NHSX is currently bidding for up to £3 billion investment in provider digitisation. Although it would be a welcome slice of investment, Profit says that a significant number of NHS trusts still need to digitise.

“There are still a sizeable number of trusts and social care that have not yet digitised, and £3 billion is still not a lot to complete provider digistisation,” Profit adds.

She also says Cerner is currently working with a broad range of organisations to get foundational elements in.

“Those that do have foundations in place can also digitise care pathways and use the data that becomes available to track patterns and reduce variance in care, and then take those new digital care pathways across the health and care system,” explains Profit.

“This is what we are now doing with reference organisations like Royal Free.”

Stiff competition

Over the past few years Cerner has faced stiff competition in the UK from Epic, which has won a string of high-profile contracts with some of the most prestigious NHS trusts, UCL, GOSH, Guys and St Thomas’, and Frimely as well as big regional deals with Northern Ireland and Manchester.

Over the period Epic has developed an enviable reputation for enabling clients to rapidly achieve high levels of digitisation. Both GOSH and Cambridge have recently reached HIMSS Level 7.
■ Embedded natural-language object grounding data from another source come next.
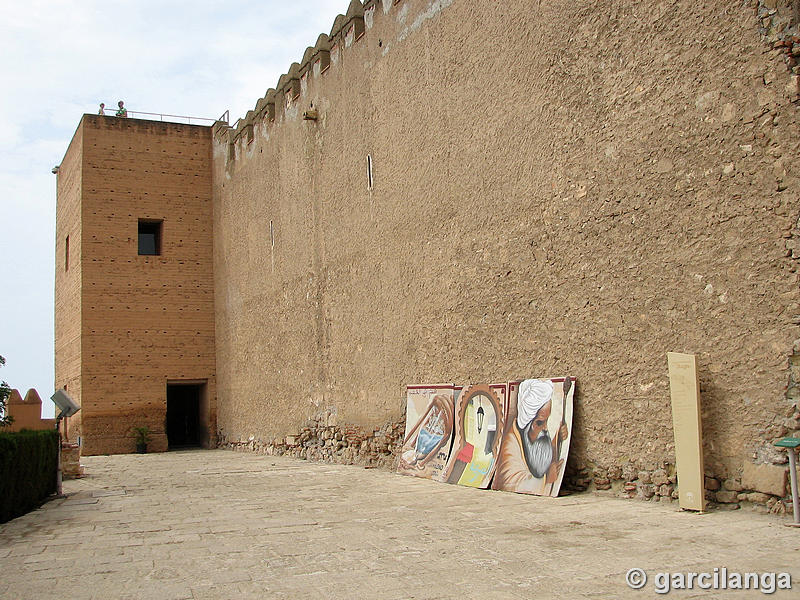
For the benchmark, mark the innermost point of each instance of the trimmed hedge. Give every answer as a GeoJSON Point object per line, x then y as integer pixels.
{"type": "Point", "coordinates": [28, 464]}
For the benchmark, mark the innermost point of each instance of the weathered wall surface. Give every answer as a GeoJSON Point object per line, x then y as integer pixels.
{"type": "Point", "coordinates": [559, 188]}
{"type": "Point", "coordinates": [68, 276]}
{"type": "Point", "coordinates": [146, 320]}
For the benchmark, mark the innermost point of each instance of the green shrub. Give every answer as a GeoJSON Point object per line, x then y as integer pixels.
{"type": "Point", "coordinates": [28, 464]}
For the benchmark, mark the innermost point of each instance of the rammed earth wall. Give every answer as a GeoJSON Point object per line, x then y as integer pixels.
{"type": "Point", "coordinates": [558, 188]}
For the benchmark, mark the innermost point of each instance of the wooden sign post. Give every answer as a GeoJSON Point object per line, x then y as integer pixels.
{"type": "Point", "coordinates": [687, 427]}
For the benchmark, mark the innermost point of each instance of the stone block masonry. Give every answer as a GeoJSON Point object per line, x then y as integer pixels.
{"type": "Point", "coordinates": [478, 191]}
{"type": "Point", "coordinates": [541, 203]}
{"type": "Point", "coordinates": [127, 323]}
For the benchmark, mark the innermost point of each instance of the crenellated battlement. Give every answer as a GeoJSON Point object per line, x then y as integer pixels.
{"type": "Point", "coordinates": [382, 21]}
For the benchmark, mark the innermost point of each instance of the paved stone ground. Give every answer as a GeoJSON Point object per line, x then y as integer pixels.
{"type": "Point", "coordinates": [219, 524]}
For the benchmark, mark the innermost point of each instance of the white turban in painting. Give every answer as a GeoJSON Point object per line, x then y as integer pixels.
{"type": "Point", "coordinates": [533, 395]}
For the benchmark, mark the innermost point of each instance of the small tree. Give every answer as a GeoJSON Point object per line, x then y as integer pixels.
{"type": "Point", "coordinates": [5, 392]}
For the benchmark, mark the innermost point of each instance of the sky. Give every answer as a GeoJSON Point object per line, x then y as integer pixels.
{"type": "Point", "coordinates": [60, 59]}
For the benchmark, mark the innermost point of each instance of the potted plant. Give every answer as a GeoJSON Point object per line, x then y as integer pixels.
{"type": "Point", "coordinates": [142, 435]}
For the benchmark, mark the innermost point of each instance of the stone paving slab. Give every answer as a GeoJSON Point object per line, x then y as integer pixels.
{"type": "Point", "coordinates": [219, 524]}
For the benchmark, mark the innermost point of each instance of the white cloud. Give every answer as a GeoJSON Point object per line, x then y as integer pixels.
{"type": "Point", "coordinates": [63, 57]}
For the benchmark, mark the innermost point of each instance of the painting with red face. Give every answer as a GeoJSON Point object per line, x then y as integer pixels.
{"type": "Point", "coordinates": [536, 436]}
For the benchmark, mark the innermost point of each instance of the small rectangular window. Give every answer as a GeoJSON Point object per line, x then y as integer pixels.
{"type": "Point", "coordinates": [149, 237]}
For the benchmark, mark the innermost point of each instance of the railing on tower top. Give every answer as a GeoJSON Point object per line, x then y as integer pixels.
{"type": "Point", "coordinates": [163, 116]}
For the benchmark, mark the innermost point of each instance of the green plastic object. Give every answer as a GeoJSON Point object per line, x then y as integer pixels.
{"type": "Point", "coordinates": [788, 443]}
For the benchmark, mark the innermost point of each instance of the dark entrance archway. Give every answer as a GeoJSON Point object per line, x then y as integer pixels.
{"type": "Point", "coordinates": [183, 414]}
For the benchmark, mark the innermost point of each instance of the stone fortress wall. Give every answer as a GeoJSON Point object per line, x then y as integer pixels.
{"type": "Point", "coordinates": [127, 325]}
{"type": "Point", "coordinates": [557, 188]}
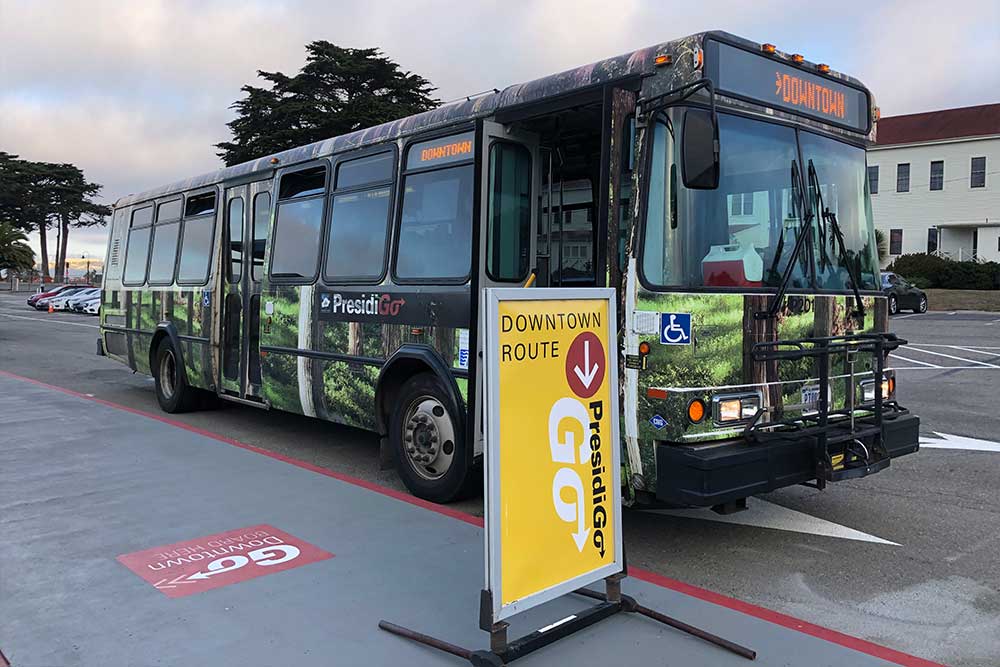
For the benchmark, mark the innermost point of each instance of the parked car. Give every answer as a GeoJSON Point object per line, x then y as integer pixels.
{"type": "Point", "coordinates": [79, 303]}
{"type": "Point", "coordinates": [93, 307]}
{"type": "Point", "coordinates": [81, 296]}
{"type": "Point", "coordinates": [45, 293]}
{"type": "Point", "coordinates": [903, 294]}
{"type": "Point", "coordinates": [60, 296]}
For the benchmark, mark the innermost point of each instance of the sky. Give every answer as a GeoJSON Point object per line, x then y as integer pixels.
{"type": "Point", "coordinates": [136, 92]}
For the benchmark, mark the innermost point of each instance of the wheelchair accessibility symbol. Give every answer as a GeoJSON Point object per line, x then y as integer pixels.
{"type": "Point", "coordinates": [675, 328]}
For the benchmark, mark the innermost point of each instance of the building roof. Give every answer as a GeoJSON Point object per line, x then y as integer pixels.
{"type": "Point", "coordinates": [938, 125]}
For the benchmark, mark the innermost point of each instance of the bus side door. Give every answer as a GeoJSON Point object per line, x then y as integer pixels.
{"type": "Point", "coordinates": [247, 214]}
{"type": "Point", "coordinates": [508, 221]}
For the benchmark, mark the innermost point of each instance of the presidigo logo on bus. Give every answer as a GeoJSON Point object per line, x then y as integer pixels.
{"type": "Point", "coordinates": [364, 304]}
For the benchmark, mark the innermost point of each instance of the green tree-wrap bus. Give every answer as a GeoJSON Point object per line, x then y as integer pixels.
{"type": "Point", "coordinates": [718, 184]}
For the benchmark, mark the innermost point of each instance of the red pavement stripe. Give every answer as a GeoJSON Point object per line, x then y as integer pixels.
{"type": "Point", "coordinates": [784, 620]}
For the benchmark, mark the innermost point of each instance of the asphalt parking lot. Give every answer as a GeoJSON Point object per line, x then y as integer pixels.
{"type": "Point", "coordinates": [906, 558]}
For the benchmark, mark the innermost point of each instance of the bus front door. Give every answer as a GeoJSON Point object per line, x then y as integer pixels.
{"type": "Point", "coordinates": [508, 220]}
{"type": "Point", "coordinates": [247, 215]}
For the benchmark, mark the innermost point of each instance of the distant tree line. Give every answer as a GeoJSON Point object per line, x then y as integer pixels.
{"type": "Point", "coordinates": [36, 196]}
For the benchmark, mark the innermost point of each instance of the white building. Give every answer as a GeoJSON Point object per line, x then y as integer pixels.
{"type": "Point", "coordinates": [935, 182]}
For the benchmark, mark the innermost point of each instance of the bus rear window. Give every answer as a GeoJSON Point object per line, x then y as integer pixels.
{"type": "Point", "coordinates": [200, 205]}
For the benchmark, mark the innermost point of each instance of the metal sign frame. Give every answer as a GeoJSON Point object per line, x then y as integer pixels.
{"type": "Point", "coordinates": [491, 467]}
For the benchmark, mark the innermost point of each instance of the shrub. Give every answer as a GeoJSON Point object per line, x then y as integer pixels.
{"type": "Point", "coordinates": [930, 271]}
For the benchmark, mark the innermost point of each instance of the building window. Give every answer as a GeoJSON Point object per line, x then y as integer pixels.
{"type": "Point", "coordinates": [903, 177]}
{"type": "Point", "coordinates": [296, 238]}
{"type": "Point", "coordinates": [977, 178]}
{"type": "Point", "coordinates": [895, 241]}
{"type": "Point", "coordinates": [937, 175]}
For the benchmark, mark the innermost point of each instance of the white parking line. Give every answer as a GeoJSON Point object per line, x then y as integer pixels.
{"type": "Point", "coordinates": [972, 349]}
{"type": "Point", "coordinates": [947, 368]}
{"type": "Point", "coordinates": [915, 361]}
{"type": "Point", "coordinates": [41, 319]}
{"type": "Point", "coordinates": [914, 348]}
{"type": "Point", "coordinates": [977, 348]}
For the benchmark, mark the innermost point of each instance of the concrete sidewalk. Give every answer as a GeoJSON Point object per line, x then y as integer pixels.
{"type": "Point", "coordinates": [82, 483]}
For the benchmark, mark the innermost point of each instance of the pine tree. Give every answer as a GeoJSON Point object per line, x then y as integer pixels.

Asked whether Epic is winning the big NHS deals, Profit says: “I’d challenge that view and point out that Cerner has similarly high-profile clients, including Imperial, Oxford, Barts, the Royal Free and Newcastle, Additionally, we partner with a range of providers and enable whole health systems across the country

“We’ve been selected by more than 10 Acute Trusts and Integrated Care Systems in the past couple of years.”

She also rejects the suggestion that Epic’s NHS clients are achieving better outcomes, quicker, pointing out that many Cerner clients have achieved HIMSS Level 7 around the world and notes “several more Cerner clients have chosen to pursue accreditation to Level 6 and are in the process right now”.

Rise of the consumer

Looking ahead she says Cerner believes the future is about building on baseline digitisation and integration to then enable the automation of workflows, underpinned by a commitment to interoperability.

Profit also highlights the rise of consumer healthcare with a high-profile example being when Oxford and Milton Keynes became the UK launch sites for Apple’s Health Records feature, linking data from the trust’s Millennium EPRs to people’s iPhones.

And in August, Cerner announced a partnership with Amazon’s new cloud linked fitness tracker Halo, The Amazon tie-up with Cerner, due to reach the UK in coming months, will enable to share activity, sleep, body fat percentage and other important wellness data with their health and care providers.

“The future will be much more citizen-centric in the care process,” Profit says.

“So, it’s not just paying lip-service to the person but understanding the citizen.  That’s where much bigger change will come.”

She says that the experience of the ongoing pandemic has shifted perceptions of the role of digital in health and care in ways likely to endure.

“I think that as the crisis continues to linger, the more people will have a real recognition that we can’t go back to the way we were. Our interactions through these new ways of working are becoming more natural. Plus I think we’ll continue to experience the acceleration of consumer engagement and them being more demanding of how and where they get their care.”